If you want to avoid this from happening, you need to pay extra attention to each term. It also doesn’t hurt to have a definitions section that clearly states how each term used in the contract should be interpreted.

An additional layer of protection that can help you if the dispute does go to court is the recitals section. Here, more details on the background of the agreement are supplied, so if the judge does have to clear up the ambiguity, a background of the contract might provide the necessary context that lets them make the right call.

  1. Have the worst-case scenario in mind

Contracts can often go awry, so you should always be prepared in case an agreement doesn’t deliver on its promises. 

This is where being detailed is a must — the more details in your document, the less chance of the document being breached.

To illustrate this point, let’s say our previous example contract had a clause that stated:

‘’The Decorator must pay the Company the price of any piece of furniture damaged during the renovation.’’

While it does address a certain scenario, there are a lot of details lacking. For example, the decorator might not consider an office chair stained by paint as damaged furniture. Thus, just one extra sentence might help the agreement go down smoother:

‘’The Decorator must pay the Company the price of any piece of furniture damaged during the renovation. The Company in its sole discretion must determine the extent of damage on the furniture.’’
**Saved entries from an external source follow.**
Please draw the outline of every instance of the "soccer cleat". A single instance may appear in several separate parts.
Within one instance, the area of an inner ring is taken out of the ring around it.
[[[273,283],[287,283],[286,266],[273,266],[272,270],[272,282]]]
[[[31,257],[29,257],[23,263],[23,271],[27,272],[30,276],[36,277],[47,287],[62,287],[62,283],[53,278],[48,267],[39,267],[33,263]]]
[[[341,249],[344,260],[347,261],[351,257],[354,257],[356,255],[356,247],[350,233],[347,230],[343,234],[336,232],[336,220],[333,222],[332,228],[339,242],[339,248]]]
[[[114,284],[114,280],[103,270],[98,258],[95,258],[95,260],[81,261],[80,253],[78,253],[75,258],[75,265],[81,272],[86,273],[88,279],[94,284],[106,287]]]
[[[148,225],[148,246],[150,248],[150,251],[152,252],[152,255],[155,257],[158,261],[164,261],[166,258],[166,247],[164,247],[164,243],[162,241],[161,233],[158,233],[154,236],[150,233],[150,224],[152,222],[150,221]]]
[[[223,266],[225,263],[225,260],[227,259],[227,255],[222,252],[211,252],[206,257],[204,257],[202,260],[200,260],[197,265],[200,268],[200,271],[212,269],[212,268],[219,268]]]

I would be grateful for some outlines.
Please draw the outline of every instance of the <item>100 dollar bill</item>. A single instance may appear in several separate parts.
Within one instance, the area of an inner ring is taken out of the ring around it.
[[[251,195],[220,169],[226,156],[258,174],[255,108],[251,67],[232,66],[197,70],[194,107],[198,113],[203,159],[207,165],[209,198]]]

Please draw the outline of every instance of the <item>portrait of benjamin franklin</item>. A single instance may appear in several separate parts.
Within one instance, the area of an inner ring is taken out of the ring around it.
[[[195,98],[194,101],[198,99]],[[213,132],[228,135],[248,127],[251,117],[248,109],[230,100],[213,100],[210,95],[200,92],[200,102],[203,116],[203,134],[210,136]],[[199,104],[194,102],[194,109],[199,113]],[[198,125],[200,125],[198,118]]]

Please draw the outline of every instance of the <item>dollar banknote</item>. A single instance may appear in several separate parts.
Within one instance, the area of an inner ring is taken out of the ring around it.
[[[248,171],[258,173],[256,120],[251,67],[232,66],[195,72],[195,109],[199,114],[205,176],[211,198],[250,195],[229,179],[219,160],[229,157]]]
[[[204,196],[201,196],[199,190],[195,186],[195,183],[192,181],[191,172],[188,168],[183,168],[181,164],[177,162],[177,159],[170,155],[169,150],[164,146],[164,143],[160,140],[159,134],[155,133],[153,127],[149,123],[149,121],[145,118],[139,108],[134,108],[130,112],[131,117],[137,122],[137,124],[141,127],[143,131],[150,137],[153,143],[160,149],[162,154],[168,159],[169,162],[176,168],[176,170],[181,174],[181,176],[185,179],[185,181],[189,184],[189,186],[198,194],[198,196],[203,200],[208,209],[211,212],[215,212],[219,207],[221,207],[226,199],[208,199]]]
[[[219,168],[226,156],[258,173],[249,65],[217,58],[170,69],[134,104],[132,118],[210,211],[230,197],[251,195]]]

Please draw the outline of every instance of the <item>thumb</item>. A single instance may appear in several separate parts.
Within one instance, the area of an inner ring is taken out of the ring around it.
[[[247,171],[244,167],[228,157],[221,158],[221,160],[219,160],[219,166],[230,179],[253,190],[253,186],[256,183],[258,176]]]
If the contract still ends up in a dispute, you should also define the conditions in which parties can terminate the agreement, as well as ways to solve the dispute out of court.

Extra tip: Review the contract multiple times before it gets signed. An excellent way to simplify the entire reviewing process is by using contract review software such as Loio legal software

This legal assistant automatically tracks down every key detail in your contract and highlights it in your text. Reviewing a legal document with the help of AI is more manageable, and it helps you eliminate a lot of laborious back and forth that often happens when dealing with contracts.

Level up your drafting game

In a perfect world, contracts wouldn’t exist, and everyone would just stay true to their word. But unfortunately, that’s not the case. As a lawyer, it’s your job to protect your client’s interests. The only way to do that is by taking your drafting game up a notch.

Different types of legal docs need different requirements. Having an understanding of the structure of legal documents, avoiding legalese, and eliminating ambiguity offer a sure-fire way of keeping your client happy when it comes to creating any legally binding document.